Wild Garlic Chives and Ground Ivy Drop Biscuits


1/4 cup chopped garlic chives
3 T chopped ground ivy leaves and flowers
2 1/2 cups flour
1 teaspoon salt
1 1/2 teaspoon sugar
1 1/2 teaspoons baking powder
1/2 teaspoon baking soda
2 eggs
3/4 cup milk
1 tablespoon lemon juice


Preheat oven to 425 degrees. Grease baking sheet. Cut greens.

Mix greens and dry ingredients together in a bowl.  In a separate bowl, mix wet ingredients together.

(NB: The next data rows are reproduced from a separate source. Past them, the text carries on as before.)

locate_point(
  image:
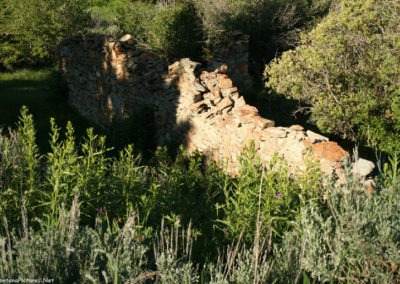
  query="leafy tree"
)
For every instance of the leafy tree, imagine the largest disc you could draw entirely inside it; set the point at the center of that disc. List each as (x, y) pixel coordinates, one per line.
(347, 69)
(36, 27)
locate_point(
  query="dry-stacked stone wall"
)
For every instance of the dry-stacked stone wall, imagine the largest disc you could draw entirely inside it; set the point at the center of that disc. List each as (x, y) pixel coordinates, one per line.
(203, 110)
(233, 51)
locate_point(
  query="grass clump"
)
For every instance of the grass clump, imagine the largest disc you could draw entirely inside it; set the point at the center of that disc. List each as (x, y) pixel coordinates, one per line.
(80, 214)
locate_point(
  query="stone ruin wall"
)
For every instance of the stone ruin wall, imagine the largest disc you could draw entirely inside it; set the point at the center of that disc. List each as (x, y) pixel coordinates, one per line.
(108, 79)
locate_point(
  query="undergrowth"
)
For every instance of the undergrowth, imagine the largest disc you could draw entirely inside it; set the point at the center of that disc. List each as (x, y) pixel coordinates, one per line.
(81, 214)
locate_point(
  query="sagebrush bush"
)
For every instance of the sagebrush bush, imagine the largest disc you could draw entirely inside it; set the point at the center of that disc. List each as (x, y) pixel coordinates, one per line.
(354, 237)
(78, 213)
(346, 72)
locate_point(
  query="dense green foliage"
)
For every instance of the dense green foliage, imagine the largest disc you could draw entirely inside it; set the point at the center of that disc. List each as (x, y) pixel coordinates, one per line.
(77, 213)
(31, 30)
(347, 70)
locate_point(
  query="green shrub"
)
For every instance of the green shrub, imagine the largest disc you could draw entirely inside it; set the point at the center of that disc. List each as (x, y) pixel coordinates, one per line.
(37, 26)
(271, 196)
(354, 238)
(347, 70)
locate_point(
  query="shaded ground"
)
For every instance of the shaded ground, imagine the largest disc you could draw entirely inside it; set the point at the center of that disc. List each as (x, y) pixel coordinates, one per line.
(43, 92)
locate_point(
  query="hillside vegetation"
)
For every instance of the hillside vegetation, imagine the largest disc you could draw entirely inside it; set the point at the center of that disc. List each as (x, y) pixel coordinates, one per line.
(83, 209)
(347, 71)
(77, 213)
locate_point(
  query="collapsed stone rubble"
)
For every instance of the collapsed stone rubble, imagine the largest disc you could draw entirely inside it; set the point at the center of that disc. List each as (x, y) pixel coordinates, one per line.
(108, 79)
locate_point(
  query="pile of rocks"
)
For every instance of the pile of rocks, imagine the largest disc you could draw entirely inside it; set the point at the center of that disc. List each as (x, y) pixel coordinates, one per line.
(233, 51)
(203, 110)
(106, 77)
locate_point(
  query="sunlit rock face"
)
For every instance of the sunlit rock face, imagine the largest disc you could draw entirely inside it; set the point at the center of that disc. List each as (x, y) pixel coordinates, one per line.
(109, 79)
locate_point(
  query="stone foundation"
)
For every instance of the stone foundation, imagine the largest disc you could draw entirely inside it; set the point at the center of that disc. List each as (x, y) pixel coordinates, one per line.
(108, 79)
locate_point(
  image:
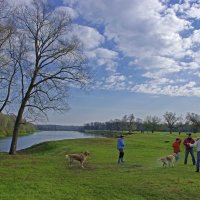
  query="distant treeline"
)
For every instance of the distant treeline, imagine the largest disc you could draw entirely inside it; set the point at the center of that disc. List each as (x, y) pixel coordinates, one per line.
(170, 122)
(58, 128)
(7, 124)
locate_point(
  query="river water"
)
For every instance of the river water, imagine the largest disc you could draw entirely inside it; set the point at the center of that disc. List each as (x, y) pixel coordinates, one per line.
(41, 136)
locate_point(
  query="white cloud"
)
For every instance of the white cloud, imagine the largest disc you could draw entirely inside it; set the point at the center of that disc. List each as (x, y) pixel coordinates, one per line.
(164, 45)
(90, 37)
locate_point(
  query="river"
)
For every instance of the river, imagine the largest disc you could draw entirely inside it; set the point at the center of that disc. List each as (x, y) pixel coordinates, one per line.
(41, 136)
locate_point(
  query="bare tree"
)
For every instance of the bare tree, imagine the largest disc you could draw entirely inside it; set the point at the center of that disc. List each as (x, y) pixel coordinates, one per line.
(124, 123)
(131, 123)
(194, 120)
(7, 67)
(152, 123)
(171, 120)
(50, 62)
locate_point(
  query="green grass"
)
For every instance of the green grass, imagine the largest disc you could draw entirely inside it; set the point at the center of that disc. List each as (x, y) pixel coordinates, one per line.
(41, 173)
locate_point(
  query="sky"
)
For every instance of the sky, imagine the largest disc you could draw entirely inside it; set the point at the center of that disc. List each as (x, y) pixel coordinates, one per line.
(144, 54)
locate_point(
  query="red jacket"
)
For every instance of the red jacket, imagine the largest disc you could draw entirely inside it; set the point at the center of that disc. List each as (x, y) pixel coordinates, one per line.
(188, 140)
(176, 146)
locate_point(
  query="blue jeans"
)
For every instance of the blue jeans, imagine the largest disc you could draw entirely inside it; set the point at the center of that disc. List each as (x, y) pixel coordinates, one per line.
(198, 160)
(191, 151)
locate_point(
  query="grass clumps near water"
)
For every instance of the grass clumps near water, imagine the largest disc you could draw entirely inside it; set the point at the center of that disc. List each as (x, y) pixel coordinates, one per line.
(41, 172)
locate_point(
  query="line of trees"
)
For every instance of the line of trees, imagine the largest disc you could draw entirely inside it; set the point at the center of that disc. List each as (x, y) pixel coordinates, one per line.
(170, 122)
(40, 58)
(7, 123)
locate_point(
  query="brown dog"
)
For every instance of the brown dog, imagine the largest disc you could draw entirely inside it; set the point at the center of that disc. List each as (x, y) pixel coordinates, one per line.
(78, 157)
(168, 160)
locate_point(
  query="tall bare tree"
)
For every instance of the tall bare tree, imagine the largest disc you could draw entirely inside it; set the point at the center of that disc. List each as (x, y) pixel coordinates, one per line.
(171, 120)
(131, 123)
(7, 67)
(50, 62)
(194, 120)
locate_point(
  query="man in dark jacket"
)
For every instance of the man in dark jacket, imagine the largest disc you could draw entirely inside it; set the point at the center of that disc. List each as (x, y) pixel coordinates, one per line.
(188, 148)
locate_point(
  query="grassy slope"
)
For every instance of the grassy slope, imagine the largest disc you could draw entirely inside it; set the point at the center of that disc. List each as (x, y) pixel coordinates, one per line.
(41, 172)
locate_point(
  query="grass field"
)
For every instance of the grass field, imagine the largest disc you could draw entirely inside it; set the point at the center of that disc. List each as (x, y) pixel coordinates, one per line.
(41, 173)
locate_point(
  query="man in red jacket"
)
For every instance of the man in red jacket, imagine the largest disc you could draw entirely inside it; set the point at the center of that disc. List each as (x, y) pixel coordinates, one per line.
(189, 149)
(176, 147)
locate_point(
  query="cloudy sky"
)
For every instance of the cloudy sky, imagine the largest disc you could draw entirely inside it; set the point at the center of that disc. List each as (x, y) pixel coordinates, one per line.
(145, 55)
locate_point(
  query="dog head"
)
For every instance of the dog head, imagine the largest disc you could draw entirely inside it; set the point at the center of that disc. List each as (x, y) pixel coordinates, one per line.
(86, 153)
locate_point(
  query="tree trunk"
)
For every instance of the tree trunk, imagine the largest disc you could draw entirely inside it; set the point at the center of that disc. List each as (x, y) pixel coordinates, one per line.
(13, 146)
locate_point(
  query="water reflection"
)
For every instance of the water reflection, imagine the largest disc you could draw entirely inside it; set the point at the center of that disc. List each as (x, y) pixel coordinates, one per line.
(42, 136)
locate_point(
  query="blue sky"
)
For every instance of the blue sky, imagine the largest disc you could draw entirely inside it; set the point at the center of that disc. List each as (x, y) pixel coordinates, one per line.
(145, 55)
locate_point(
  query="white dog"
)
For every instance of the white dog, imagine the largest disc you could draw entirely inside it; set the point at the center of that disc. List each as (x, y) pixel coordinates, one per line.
(168, 160)
(79, 157)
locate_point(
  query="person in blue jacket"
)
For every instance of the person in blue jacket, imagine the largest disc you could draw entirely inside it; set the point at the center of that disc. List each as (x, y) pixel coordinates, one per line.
(120, 147)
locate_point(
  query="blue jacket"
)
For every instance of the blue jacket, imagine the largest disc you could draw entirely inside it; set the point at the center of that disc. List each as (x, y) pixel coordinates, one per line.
(120, 143)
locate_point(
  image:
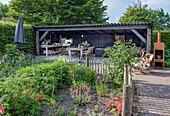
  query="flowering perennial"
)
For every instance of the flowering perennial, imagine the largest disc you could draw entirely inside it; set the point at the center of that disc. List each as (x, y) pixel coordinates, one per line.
(115, 103)
(101, 85)
(1, 108)
(39, 97)
(80, 94)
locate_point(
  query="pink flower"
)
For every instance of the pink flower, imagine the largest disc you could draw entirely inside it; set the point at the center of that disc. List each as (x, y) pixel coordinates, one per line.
(70, 89)
(71, 71)
(116, 98)
(36, 99)
(107, 99)
(1, 108)
(76, 91)
(107, 104)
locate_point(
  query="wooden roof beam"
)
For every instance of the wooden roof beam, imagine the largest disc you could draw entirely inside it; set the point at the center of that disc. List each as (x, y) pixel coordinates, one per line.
(139, 35)
(95, 28)
(43, 36)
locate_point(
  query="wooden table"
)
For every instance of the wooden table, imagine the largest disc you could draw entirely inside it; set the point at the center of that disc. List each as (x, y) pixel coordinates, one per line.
(76, 49)
(54, 46)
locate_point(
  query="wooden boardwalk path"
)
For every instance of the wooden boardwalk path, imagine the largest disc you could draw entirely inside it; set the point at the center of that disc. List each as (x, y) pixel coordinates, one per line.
(154, 92)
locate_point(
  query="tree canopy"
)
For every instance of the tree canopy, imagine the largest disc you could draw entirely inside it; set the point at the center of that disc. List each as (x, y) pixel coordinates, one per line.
(141, 13)
(59, 11)
(3, 10)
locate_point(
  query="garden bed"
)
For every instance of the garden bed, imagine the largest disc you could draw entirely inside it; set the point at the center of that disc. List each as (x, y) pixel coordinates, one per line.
(68, 103)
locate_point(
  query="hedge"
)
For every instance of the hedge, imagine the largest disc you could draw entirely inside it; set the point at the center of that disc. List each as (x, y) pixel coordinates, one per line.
(7, 34)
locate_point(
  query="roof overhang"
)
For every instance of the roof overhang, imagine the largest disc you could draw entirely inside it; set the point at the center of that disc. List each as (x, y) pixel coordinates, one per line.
(96, 27)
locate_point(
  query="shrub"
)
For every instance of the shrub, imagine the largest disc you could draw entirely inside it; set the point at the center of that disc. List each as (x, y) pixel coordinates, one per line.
(7, 35)
(80, 94)
(22, 90)
(165, 37)
(118, 55)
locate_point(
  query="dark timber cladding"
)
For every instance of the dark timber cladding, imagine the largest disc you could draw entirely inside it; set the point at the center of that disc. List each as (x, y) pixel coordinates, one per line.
(98, 35)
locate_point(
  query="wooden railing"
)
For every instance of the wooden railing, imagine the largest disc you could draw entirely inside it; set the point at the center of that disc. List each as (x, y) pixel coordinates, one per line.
(127, 92)
(92, 62)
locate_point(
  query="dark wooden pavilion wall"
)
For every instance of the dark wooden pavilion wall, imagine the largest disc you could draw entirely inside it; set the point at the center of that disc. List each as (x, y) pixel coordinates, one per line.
(100, 41)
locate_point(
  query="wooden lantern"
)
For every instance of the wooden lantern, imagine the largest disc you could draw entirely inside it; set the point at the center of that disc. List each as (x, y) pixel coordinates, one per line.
(158, 53)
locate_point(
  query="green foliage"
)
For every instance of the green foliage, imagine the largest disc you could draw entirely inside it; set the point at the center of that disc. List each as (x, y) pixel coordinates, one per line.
(74, 112)
(118, 55)
(165, 37)
(12, 61)
(140, 13)
(101, 85)
(21, 91)
(3, 10)
(7, 35)
(80, 94)
(85, 74)
(58, 11)
(60, 111)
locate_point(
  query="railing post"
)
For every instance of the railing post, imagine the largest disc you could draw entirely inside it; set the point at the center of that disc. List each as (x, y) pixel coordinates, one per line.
(87, 61)
(126, 110)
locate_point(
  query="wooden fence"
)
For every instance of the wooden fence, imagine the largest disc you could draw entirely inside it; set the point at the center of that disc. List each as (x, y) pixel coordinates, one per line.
(92, 62)
(127, 92)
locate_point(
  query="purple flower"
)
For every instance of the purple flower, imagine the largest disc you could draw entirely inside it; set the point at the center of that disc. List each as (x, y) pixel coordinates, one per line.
(105, 77)
(101, 77)
(71, 88)
(95, 77)
(76, 91)
(95, 100)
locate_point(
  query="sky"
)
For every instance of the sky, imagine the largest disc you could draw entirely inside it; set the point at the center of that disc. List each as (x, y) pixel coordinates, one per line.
(116, 8)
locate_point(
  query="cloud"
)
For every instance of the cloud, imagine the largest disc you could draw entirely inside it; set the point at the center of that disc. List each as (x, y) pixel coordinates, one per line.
(116, 8)
(157, 4)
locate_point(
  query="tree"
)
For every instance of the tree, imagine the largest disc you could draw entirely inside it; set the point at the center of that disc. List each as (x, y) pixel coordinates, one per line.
(3, 10)
(140, 13)
(59, 11)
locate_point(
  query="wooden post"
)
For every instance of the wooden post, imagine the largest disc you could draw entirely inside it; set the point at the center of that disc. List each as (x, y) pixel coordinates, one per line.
(127, 93)
(125, 73)
(37, 44)
(125, 104)
(148, 49)
(130, 89)
(87, 61)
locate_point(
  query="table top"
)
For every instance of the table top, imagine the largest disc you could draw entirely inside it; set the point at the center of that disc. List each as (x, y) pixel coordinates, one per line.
(77, 48)
(52, 46)
(23, 47)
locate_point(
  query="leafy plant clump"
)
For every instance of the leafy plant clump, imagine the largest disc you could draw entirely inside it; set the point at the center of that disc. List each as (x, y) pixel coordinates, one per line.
(80, 94)
(33, 86)
(118, 55)
(101, 85)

Add wet to dry ingredients.  Mix until just combined.  Do not over mix.

Run a spring release ice cream scoop under hot water for half a minute.  Shake off extra water.  Scoop dough into the ice cream scoop and release on baking sheet.  Repeat until all the dough is used.  It should make 8 - 9 large biscuits.

Bake 14 minutes until golden brown.

Serve with soup or stew.

Wednesday, April 1, 2015

Banana Clover Bread

This is a great, moist banana bread!  The clover flour gives it a touch more bran-like flavor but it is pleasant and not harsh like I would consider a bran muffin.  It adds more vitamins and reduces the amount of regular flour used.  This is a wonderful recipe to bake when your grocery store sells their over ripe bananas on the sale rack!

Banana Clover Bread


6 over ripe bananas
1/2 cup melted butter
2 eggs
2 cups sugar
2 cups all purpose flour
1 1/4 cup clover flour
1 1/2 t salt
2 t baking soda
sugar for topping (optional)


Preheat oven to 325 degrees.  Grease two loaf pans.

Mash bananas and add wet ingredients.  Mix well.

In a separate bowl, mix dry ingredients, except sugar for topping. Add dry mixture to wet and mix until blended.

Pour equally into two loaf pans.  Sprinkle the top with sugar to make a sweet crunchy crust if you prefer.

Bake for one hour or until it is done when tested with a fork.

The loaves can be frozen for future use.